To rejoice and glory in God as our portion for ever—

[Like Paul, we may say of Christ, “He has loved me, and given himself for me.” Indeed, without this appropriation of God and his blessings to our own souls, we can never attain to a joyful and thankful spirit: but it is the privilege of every believer to say of Christ, “He is my friend, He is my beloved.” God approves of this language, by whomsoever used, provided only it be used in sincerity and truth; “Thou art my God, and I will praise thee; thou art my God, I will exalt thee.” If under the Old Testament, believers could say, “My beloved is mine, and I am his,” much more may we regard him as “the strength of our heart, and our portion for ever.”]


To those who are yet in darkness—

[Long was the night with which David was enclosed, insomuch that he sometimes feared he should “one day perish by the hands of Saul:” yet at last the day dawned upon him, and “God shewed him light.” Dark also were the dispensations towards our blessed Lord, till in his resurrection and ascension the true light was made to shine. Let not any of us then indulge desponding fears: let us know assuredly, that “the counsel of God shall stand,” and that “they who trust in him shall never be confounded.” Indeed even “in our darkness the Lord will be a light unto us;” and soon “our light shall rise in obscurity, and our darkness be as the noon-day.”

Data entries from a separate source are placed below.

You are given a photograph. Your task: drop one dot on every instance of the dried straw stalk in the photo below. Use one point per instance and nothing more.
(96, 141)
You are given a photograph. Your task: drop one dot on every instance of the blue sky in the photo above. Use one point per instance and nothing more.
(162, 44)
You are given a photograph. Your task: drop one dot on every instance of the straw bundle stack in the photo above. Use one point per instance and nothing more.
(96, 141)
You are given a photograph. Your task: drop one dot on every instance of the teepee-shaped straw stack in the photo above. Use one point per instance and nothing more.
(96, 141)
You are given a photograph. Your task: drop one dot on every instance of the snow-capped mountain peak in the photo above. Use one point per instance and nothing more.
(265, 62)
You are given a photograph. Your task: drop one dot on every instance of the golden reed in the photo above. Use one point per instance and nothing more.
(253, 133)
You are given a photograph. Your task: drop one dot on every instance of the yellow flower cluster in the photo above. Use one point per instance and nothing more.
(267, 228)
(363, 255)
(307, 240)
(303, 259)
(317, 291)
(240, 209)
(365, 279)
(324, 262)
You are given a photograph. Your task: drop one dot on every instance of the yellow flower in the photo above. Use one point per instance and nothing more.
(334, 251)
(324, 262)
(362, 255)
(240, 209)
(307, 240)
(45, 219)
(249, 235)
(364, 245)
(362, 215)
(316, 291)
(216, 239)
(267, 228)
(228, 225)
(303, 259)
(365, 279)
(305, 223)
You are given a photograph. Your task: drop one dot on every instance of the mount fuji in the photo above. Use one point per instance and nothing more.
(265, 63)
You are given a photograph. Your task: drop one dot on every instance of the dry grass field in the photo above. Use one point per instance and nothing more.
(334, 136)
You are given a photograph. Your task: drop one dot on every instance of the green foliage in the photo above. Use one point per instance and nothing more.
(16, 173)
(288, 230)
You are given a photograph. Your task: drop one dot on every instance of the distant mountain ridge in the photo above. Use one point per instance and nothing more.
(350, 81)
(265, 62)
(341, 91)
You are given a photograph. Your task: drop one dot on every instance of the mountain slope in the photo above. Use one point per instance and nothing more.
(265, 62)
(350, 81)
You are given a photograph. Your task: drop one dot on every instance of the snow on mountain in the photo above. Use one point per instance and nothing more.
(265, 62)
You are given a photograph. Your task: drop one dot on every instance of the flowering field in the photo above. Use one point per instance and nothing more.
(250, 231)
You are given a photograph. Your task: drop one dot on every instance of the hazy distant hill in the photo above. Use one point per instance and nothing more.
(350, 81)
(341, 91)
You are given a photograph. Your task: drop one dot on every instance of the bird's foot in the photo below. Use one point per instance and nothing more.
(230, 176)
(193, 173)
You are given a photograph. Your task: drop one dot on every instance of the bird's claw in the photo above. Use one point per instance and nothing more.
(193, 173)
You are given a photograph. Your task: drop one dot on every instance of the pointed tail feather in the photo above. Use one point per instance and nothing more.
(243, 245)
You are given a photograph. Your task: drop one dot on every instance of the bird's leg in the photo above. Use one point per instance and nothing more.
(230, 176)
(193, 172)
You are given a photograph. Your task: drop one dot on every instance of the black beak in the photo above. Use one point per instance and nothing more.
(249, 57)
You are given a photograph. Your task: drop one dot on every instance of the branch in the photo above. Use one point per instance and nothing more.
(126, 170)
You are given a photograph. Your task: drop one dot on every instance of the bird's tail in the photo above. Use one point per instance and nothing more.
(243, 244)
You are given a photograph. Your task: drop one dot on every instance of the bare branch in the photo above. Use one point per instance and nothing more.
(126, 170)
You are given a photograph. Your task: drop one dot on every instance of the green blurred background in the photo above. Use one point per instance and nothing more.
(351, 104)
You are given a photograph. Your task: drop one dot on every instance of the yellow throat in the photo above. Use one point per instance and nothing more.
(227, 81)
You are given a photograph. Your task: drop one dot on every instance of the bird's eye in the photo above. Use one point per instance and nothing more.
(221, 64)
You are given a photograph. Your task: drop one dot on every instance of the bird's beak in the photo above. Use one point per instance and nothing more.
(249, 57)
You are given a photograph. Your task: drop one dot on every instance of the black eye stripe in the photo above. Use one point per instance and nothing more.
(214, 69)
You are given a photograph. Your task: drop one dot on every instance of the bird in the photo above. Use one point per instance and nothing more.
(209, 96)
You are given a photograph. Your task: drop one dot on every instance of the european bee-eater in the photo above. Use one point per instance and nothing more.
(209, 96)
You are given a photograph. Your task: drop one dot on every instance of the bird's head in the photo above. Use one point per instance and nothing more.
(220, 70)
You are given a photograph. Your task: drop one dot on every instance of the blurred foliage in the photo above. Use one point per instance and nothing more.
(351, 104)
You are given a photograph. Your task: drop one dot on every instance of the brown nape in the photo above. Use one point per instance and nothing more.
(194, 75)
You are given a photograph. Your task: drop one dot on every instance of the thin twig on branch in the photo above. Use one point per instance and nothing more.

To those who have been “brought out of darkness into God’s marvellous light”—

[Happy, happy ye, who behold a risen Saviour, and see the fulness which ye have in him! Ye may be sweetly assured, that, as he is able, so also he is engaged, to “save your souls to the uttermost, seeing he ever liveth to make intercession for you.” But let this light have its proper influence upon your minds. “Walk as children of the light” and of the day: yea, “walk in the light, as he is in the light.” If you do indeed “behold the glory of God in the face of Jesus Christ,” “it is God the Lord who hath shewn it to you;” and “ye, as his peculiar people, are called to shew forth his praises [Note: 1 Peter 2:9.].” Do this then in the way before prescribed: give up yourselves wholly unto him; and take him as your only, your everlasting, portion.]